Northern Maine Medical Center, located in Fort Kent, would have shut its doors in 2023 had significant changes not improved its financial situation, according to the CEO. Credit: Don Eno / The St. John Valley Times

FORT KENT, Maine — A hospital that serves more than 14,500 patients in rural northern Maine would have shut its doors in 2023 had significant changes not improved its financial situation, according to the CEO.

Northern Maine Medical Center CEO Jeff Zewe said that a group commissioned by the hospital to study its finances told the board that if it kept up standard operating procedure, the hospital would not survive beyond Christmas of 2023. The comment was made during a Wednesday press conference held at the hospital.

People in the remote area of rural northern Maine already have to travel long distances for some medical services, but notable changes the board is making will expand specialty services to patients while improving the hospital budget.

“That’s the reality. That’s happening. We’re not going to let this place close,” Zewe said.

The hospital is operating in the black only because of federal COVID-19 subsidies that are no longer being offered.

In 2021, it appeared NMMC had a net profit of $3 million, but without $11 million in federal pandemic funds received that year, the hospital would have been $8 million in debt, according to NMMC Chief Financial Officer Aaron Teachout.

By 2025, that debt would rise to a $13 million deficit without changes, Teachout said.

“We’ve got a lot of work to do to get this corrected,” he said.

Since Zewe took the helm of the administration a year ago, the hospital has experienced significant changes, some of which have residents concerned.

The hospital has capitalized on its strengths including the fact that it has the only behavioral health unit for adults and children north of Bangor, administrators said.

The administration has worked with other Maine hospitals to take on patients who have mental health crises, increasing its number of patients in that unit by 49 percent.

“They have mental health patients in their ERs taking up beds. It’s a crisis,” Zewe said. “In behavioral health alone, we’ve added a couple million dollars to the bottom line just by filling those beds.”

Other changes include a new radiology group that provides an in-house radiologist two days a week, and the hiring of two new orthopedic surgeons and an oncologist. The hospital is also recruiting for a full-time cardiologist.

Zewe said NMMC performed more radiology procedures in the past five months than all last year.

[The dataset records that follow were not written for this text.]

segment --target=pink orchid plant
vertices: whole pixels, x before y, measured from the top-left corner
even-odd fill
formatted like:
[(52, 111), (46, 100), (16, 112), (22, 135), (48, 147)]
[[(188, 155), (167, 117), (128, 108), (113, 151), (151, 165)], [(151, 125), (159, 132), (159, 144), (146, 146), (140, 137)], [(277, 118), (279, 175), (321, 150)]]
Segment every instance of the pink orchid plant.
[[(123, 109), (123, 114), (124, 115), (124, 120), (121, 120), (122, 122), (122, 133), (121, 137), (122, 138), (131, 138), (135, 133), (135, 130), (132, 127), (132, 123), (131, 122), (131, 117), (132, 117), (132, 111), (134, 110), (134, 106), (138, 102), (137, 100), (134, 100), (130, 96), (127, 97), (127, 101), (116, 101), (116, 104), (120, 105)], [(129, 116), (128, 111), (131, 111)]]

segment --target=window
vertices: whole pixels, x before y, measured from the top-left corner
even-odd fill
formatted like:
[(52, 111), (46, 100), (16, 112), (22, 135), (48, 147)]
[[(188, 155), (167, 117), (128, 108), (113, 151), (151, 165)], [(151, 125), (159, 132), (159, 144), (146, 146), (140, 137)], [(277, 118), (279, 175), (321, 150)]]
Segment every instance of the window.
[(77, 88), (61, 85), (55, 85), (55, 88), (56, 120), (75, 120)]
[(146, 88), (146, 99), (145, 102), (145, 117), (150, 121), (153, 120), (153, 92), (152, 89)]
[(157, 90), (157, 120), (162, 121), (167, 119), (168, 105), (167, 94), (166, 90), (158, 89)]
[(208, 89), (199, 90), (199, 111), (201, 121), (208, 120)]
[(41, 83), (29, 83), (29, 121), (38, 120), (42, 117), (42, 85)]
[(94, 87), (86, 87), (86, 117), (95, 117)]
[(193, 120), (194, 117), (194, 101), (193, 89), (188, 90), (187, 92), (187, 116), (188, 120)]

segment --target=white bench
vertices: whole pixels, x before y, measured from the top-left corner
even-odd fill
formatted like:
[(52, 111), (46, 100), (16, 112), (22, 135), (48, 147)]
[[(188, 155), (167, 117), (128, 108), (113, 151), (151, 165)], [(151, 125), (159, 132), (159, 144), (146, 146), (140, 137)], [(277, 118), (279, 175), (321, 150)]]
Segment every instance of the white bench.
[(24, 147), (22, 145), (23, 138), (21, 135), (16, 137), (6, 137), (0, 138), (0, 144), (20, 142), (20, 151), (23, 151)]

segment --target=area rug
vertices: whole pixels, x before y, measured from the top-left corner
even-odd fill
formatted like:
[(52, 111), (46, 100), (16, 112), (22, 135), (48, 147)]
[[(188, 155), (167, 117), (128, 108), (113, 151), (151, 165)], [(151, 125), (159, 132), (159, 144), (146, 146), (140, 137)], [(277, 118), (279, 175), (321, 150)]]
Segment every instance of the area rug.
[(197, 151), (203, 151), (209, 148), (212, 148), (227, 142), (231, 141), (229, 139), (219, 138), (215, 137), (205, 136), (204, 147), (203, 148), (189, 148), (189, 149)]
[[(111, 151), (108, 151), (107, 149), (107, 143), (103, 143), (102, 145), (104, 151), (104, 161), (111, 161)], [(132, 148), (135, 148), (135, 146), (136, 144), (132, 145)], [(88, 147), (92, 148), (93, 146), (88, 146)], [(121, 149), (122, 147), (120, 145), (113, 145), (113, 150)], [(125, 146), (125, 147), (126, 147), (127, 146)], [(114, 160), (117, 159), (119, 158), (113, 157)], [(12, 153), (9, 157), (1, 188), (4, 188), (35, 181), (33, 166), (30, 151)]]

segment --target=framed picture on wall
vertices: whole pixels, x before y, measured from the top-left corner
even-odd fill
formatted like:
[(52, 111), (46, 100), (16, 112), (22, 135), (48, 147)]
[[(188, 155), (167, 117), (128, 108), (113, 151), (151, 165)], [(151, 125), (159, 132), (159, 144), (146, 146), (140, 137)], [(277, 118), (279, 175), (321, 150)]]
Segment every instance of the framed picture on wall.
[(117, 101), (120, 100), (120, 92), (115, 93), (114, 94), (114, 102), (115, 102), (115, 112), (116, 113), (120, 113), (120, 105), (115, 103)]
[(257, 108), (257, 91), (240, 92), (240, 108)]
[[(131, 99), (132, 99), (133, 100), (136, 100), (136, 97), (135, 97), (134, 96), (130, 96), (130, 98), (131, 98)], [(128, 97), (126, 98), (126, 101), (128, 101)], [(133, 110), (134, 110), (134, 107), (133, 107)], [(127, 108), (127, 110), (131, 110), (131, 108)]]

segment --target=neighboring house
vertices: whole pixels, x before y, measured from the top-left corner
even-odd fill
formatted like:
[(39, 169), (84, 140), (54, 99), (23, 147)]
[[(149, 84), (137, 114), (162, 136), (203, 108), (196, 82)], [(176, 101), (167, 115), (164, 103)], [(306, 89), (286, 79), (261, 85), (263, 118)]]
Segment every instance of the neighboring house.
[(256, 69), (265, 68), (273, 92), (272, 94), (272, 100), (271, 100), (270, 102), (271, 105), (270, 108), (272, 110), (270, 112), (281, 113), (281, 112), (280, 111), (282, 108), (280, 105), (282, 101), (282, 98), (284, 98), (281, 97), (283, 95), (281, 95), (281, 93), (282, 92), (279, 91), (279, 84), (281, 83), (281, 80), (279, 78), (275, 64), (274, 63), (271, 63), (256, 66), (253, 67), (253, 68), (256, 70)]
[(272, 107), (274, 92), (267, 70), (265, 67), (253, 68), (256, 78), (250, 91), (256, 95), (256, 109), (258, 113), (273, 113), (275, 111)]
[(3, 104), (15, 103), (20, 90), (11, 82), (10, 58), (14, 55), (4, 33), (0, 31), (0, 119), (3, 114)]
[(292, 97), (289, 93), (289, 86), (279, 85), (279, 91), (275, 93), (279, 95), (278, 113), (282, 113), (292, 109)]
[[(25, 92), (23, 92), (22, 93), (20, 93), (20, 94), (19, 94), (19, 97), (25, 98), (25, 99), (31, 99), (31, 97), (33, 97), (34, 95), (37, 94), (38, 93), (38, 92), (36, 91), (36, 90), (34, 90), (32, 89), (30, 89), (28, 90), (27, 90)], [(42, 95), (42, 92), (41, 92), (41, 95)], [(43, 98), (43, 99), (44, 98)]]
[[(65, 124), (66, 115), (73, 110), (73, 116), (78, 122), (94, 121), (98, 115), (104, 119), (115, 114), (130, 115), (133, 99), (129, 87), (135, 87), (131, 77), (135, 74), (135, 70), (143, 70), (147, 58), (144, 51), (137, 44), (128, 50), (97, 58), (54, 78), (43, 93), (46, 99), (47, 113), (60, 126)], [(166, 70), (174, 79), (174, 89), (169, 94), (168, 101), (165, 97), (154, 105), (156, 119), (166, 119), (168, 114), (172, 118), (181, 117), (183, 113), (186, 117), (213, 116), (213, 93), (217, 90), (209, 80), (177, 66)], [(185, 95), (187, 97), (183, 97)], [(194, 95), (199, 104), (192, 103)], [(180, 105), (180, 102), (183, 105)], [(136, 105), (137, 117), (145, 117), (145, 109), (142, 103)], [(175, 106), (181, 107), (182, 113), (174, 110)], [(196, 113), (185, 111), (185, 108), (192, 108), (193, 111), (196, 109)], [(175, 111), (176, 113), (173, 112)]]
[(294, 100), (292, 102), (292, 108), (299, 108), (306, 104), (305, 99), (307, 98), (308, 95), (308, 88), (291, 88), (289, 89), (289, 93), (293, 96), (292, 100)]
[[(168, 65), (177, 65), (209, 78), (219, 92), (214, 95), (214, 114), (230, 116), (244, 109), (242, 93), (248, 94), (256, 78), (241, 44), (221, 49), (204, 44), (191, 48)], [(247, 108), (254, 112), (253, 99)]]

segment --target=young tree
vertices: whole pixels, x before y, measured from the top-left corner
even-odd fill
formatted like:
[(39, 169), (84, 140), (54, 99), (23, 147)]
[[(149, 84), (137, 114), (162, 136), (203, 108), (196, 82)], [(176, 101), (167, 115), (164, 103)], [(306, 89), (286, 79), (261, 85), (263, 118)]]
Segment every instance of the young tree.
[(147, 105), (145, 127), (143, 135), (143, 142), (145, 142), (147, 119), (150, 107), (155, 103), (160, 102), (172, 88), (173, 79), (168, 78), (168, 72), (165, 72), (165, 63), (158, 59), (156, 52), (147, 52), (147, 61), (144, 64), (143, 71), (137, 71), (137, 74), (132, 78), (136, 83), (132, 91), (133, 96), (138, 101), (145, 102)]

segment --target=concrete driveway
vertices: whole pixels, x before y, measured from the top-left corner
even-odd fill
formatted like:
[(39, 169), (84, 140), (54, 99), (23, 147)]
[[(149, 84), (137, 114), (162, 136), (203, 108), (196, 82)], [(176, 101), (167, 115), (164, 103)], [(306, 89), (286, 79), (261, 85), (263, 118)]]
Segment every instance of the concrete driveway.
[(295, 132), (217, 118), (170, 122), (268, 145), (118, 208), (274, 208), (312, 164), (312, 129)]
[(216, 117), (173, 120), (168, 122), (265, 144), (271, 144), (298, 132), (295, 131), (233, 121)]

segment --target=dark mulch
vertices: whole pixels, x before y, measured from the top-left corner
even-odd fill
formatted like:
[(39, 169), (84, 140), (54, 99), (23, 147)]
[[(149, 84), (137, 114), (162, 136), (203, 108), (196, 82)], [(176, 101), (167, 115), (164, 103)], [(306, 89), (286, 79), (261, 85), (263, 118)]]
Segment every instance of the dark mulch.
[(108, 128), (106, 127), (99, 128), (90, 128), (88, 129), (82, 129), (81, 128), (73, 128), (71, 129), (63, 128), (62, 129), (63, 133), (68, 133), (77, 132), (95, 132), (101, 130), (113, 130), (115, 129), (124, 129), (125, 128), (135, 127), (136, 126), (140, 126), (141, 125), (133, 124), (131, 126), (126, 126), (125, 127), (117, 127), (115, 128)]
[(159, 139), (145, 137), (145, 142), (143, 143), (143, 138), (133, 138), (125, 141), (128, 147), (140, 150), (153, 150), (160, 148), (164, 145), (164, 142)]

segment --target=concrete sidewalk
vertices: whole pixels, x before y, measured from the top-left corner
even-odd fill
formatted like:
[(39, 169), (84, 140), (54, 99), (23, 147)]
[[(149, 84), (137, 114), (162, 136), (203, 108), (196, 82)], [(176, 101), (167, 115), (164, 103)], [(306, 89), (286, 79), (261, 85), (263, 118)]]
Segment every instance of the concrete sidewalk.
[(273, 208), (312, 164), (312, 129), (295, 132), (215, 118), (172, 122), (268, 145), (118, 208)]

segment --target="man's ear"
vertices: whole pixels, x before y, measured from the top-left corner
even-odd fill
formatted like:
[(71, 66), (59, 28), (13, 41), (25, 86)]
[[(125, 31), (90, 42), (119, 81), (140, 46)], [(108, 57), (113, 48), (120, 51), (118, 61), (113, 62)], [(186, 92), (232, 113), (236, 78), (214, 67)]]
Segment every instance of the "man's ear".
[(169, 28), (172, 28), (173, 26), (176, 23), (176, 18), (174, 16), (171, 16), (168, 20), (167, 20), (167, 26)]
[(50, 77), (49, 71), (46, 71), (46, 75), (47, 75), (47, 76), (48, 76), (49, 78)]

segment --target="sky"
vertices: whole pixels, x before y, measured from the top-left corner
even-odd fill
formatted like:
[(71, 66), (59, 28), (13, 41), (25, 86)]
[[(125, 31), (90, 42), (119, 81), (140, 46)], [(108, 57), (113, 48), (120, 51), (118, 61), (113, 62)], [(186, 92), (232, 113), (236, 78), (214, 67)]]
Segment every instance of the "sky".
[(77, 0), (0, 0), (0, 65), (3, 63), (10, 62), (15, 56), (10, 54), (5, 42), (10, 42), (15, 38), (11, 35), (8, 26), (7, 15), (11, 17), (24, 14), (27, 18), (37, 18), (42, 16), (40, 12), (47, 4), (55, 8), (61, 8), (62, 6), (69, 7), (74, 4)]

Some changes to the hospital that met with residents’ displeasure include the  impending closure of the obstetrics unit on May 26. The administration cites a lack of OB nurses as the main reason for the closure.

Board Vice Chairperson Erin Soucy, who is also Dean of Nursing at University of Maine at Fort Kent, said a nationwide nursing shortage has made it difficult to fill positions in all departments, including OB.

“It took time for that to reach the [St. John] Valley and Aroostook County, but it’s here and we’re all feeling it,” Soucy said of the nursing shortage.

NMMC Chief operating officer Alain Bois said that not one person applied for an advertised OB nursing position at the hospital over the course of an entire year, despite the offer of a generous sign-on bonus.

Soucy said the board has faith in Zewe and other administrators and that an emotional discussion was held when deciding to close the OB unit.

“We did not take the decision lightly. We talked about it a lot,” Soucy said.  

Another concern of many community members is a turnover of staff in recent months, including the departure of numerous physicians and nurses, notably from family practice.

Zewe said all but one of the departed care providers were offered other positions within the hospital system but declined to accept them.

“We’ve got 500 dedicated employees who I’m very confident are going to keep this place running and continue to provide exemplary care,” Zewe said.

Correction: An earlier version of this headline and story had the wrong year the hospital would have been in serious financial trouble. It is 2023. Also, an earlier version of this story indicated the incorrect amount of debt the hospital would have had without COVID-19 money. The correct figure is $8 million.